Tikoy (sticky rice cake) vendor Julie De Goma sold 800 boxes this Lunar New Year compared to the usual 2,000, cutting her total sales to P30,000 from P80,000.
"Napansin ko dito 'yung mga tao parang ayaw na magsilabas, mula nung bago lang. Samantalang dati, anong oras na marami pang tao, ngayong nakaraan, maaga pa wala nang tao,” the 41-year-old mother of 4 told ABS-CBN News.
(I noticed people don't want to go out, especially when reports about the virus came out. Before, the crowd lingers until late at night. Today, the crowd disperses early.)
In Boracay, which is popular among Korean and Chinese tourists, water sports businesses lost 60 percent of their income since the outbreak began late last year, some losing up to 600 customers per day, said Russell Cruz, president of the Boracay Watersports Association.
"Kung dati umo-order ka ng Double Black, Emperador ka muna (When before you order Double Black, you make do with Emperador for now)," he told ABS-CBN News, likening his colleagues' plight to a shift to brandy from expensive whisky.
In early February, the Department of Tourism reported P10 billion in losses. That was before COVID-19 began to spread quickly in countries other than China. South Korea and Italy have reported new cases in the hundreds.
The government is promoting domestic tourism to pick up the slack from the slowdown in international travel.
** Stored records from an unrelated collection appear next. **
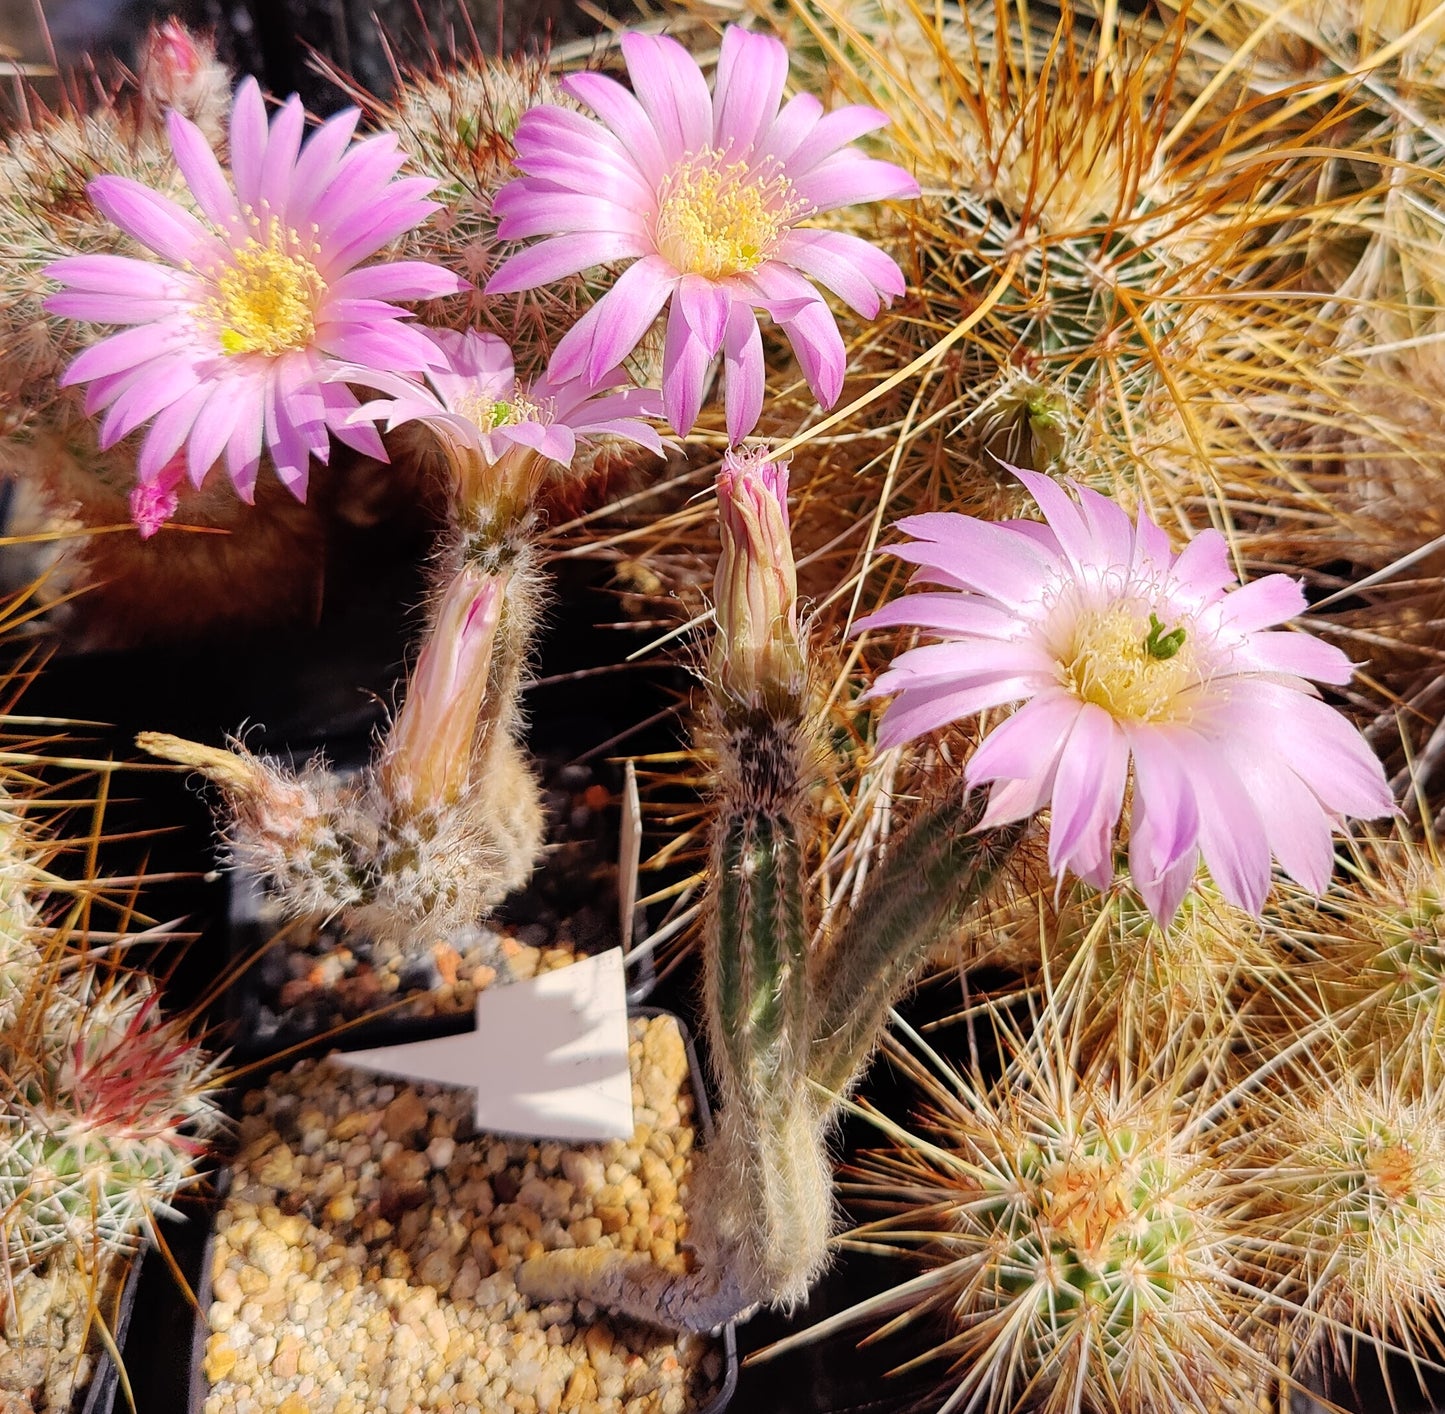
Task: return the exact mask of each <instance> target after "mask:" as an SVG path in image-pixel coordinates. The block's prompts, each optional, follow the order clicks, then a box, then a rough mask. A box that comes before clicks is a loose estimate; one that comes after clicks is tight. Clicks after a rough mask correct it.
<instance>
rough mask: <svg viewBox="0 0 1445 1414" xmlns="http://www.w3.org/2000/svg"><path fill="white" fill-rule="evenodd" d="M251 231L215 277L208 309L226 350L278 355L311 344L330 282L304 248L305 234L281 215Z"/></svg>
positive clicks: (208, 301) (223, 349)
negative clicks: (300, 232) (303, 245)
mask: <svg viewBox="0 0 1445 1414" xmlns="http://www.w3.org/2000/svg"><path fill="white" fill-rule="evenodd" d="M251 227H253V230H257V231H260V233H263V234H262V237H260V238H259V237H257V235H247V237H246V240H244V243H241V244H240V246H237V247H236V248H233V251H231V256H230V260H228V263H227V264H225V266H224V267H221V270H218V272H217V274H215V276H214V280H215V295H214V296H212V298H211V299H210V300H208V302H207V305H205V311H207V313H208V315H210V318H211V319H212V321H214V322H215V326H217V329H218V338H220V344H221V351H223V352H225V354H266V355H270V357H276V355H277V354H286V352H290V351H292V350H298V348H306V347H308V345H309V344H311V341H312V338H314V337H315V332H316V308H318V305H319V302H321V298H322V295H324V293H325V282H324V280H322V279H321V274H319V272H318V270H316V267H315V264H314V263H312V261H311V260H309V259H308V257H306V256H305V254H302V253H301V244H302V243H301V238H299V235H298V234H296V233H295V231H290V230H286V228H283V227H282V225H279V224H277V222H276V221H275V220H273V221H270V222H269V224H266V225H262V224H260V222H259V221H256V220H253V221H251Z"/></svg>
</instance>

A nationwide mall sale is being planned to promote the Philippines as a shopping destination, said Tourism Secretary Berna Romulo-Puyat.
Puyat said President Rodrigo Duterte expressed willingness to go to Boracay to encourage Filipinos to support local tourism.
"What we have to tell our tourists is that it's safe to come to the country, no local transmission, and the tourism establishments are ready," Puyat told ANC's Headstart in a Feb. 18 interview.
The Philippines has so far confirmed 3 COVID-19 cases, all tourists from Wuhan, China, where the virus was first reported.
Clemente, the tour agency head, said the government's estimated losses could be higher.
"Because it's an economic multiplier, it's going to be very big in terms of the losses," she said. Promoting domestic travel will, at the minimum, keep businesses operating, she said.
"If you're talking about it on the domestic front, you're moving funds from one pocket to another," she said.
The COVID-19 outbreak puts into question how much the world has learned from the SARS or Severe Acute Respiratory Syndrome pandemic of the early 2000s, Clemente said.
The outbreak appeared to have slowed in China, with fewer cases reported. Beijing so far totaled 2,788 deaths and 78,824 infections.
Asked about prospects for tourism, with the disease spreading outside China, Clemente said: "It's wait and see, because I really have no crystal ball."